Но время все изменяет. Не те уже были пруссаки, и не те французы, каковыми они были в Семилетнюю войну. В прусском войске сохранились и прежняя отличная выправка, и прежнее искусство в маневрировании, но в челе войска не было военного гения, который бы, подобно Фридриху Великому и его знаменитым ученикам, умел пользоваться этим искусством, а в войске не было надлежащей дисциплины и военного духа. Прусское войско, во время продолжительного мира, отвыкло от военных трудов, и изнежилось, как войско Аннибала в Капуе. Полки стояли всегда на одних бессменных квартирах, и пользуясь всеми удобствами жизни, привязаны были к его выгодам. Армейские офицеры, без производства, старели в одних чинах, и живя на одном месте, занимались более хозяйством, нежели военными помыслами. Армейские штаб-офицеры и капитаны большею частью были люди пожилые и даже старые. Именем прусского майора, означали в то время, в шутку, старого, дородного пузана! Солдаты занимались ремеслами или полевыми работами. В пехоте большая часть офицеров и солдат были женаты. Полки имели огромные обозы, и выступали с квартир с полным хозяйством, с женами и детьми.

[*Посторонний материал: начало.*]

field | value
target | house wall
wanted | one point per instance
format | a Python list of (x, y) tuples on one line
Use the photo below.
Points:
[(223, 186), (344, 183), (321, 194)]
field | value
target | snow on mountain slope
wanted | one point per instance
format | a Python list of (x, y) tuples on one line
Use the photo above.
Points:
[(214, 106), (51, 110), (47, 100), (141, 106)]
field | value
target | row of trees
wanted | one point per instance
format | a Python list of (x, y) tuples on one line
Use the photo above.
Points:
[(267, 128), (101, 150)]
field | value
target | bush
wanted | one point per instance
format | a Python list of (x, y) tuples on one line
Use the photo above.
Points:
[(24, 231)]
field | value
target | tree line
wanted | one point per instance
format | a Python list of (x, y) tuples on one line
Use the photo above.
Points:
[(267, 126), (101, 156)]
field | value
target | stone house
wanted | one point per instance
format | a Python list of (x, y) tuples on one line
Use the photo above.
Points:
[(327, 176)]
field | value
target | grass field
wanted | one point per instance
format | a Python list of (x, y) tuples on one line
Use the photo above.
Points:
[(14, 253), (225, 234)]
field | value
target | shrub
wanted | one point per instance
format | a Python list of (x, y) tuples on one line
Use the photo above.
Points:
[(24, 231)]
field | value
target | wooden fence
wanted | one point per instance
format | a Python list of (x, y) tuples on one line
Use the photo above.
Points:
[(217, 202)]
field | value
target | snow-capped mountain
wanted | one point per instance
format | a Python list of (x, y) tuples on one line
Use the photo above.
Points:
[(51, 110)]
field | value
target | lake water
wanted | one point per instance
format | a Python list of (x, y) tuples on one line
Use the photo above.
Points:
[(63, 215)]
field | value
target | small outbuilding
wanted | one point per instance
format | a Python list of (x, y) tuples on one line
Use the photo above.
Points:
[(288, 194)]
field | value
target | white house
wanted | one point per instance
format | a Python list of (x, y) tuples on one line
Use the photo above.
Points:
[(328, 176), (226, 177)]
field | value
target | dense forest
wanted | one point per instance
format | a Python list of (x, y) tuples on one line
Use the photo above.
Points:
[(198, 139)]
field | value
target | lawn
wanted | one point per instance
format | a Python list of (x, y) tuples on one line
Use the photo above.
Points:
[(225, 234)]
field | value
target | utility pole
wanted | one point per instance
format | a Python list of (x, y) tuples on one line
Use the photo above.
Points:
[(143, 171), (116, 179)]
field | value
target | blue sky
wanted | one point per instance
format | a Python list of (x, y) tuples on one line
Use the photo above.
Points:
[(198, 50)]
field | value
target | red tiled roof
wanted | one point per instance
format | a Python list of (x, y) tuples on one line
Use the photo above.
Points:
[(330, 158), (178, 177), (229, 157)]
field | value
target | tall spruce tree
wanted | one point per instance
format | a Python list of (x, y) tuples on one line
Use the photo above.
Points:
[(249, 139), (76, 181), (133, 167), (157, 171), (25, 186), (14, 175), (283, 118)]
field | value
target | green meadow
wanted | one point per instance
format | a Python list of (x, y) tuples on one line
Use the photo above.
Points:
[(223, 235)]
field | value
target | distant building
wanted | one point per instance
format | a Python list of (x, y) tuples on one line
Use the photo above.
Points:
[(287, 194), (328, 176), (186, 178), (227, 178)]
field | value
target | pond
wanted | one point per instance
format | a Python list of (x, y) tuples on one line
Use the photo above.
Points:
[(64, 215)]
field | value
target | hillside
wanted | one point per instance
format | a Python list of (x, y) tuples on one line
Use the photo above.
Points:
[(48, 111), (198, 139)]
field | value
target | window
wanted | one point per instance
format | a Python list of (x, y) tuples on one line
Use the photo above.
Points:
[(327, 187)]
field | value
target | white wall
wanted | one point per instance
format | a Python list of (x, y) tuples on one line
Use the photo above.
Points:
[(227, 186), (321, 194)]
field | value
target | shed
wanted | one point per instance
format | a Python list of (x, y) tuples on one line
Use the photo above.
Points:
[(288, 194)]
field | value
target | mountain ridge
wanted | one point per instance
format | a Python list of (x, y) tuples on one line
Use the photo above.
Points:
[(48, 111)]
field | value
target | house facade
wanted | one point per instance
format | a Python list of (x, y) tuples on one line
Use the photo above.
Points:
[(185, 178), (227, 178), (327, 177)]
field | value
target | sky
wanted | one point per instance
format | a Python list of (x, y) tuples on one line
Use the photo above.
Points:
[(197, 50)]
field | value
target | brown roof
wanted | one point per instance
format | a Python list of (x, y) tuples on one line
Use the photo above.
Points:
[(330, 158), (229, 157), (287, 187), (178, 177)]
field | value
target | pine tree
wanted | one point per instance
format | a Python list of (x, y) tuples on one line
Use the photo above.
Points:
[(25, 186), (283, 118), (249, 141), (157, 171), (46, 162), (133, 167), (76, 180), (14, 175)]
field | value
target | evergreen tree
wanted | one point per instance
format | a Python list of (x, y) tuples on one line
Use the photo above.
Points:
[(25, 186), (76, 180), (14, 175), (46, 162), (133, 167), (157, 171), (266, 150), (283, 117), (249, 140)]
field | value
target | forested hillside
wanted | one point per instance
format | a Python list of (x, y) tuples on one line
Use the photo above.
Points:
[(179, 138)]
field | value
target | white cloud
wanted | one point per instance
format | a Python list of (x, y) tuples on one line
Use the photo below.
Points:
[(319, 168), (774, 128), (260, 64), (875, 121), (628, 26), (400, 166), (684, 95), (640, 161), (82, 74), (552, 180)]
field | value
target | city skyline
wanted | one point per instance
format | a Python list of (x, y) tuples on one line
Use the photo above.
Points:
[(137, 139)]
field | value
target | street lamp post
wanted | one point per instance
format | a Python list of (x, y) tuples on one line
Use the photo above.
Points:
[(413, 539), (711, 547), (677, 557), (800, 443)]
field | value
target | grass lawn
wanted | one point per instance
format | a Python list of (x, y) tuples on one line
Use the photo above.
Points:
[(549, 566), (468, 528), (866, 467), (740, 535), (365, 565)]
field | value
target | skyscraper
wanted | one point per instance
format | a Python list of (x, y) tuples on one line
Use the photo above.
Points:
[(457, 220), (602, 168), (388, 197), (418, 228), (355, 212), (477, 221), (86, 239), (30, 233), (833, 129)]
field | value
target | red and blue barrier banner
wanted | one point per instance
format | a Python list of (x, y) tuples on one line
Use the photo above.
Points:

Мы сами видели, в 1807 году, прусские отряды, за которыми тянулись ряды фур, втрое длиннее войска. На этих фурах солдатки везли постели, кухонные снаряды и даже живых кур, гусей, и т. п. Русские солдаты называли пруссаков, в насмешку: кукуреки, т. е. петухами. В прусской коннице, также отлично обученной и выправленной, было более порядка и дисциплины; но как большая часть солдат в конных и пехотных полках были люди вербованные не в одной Пруссии, а из разных немецких владений и из славянских племен, то войско не было одушевлено тем патриотизмом и той народной гордостью, которые возвышают душу и заставляют предпочитать смерть унижению отечества. Весьма многие из солдат, завербованных обманом (как то случилось и с нашим знаменитым Ломоносовым), даже радовались победам французов; это я сам слышал от прусских солдат. В армии было несколько генералов Семилетней войны, как, например, Моллендорф, Калькрейт и другие, но они уже устарели и слабо сохранили предания великой науки побеждать. С виду эта армия была бесподобная, и сверху кипело и пенилось, как шампанское вино – но в целом не было силы и крепости, а на дне были дрожжи.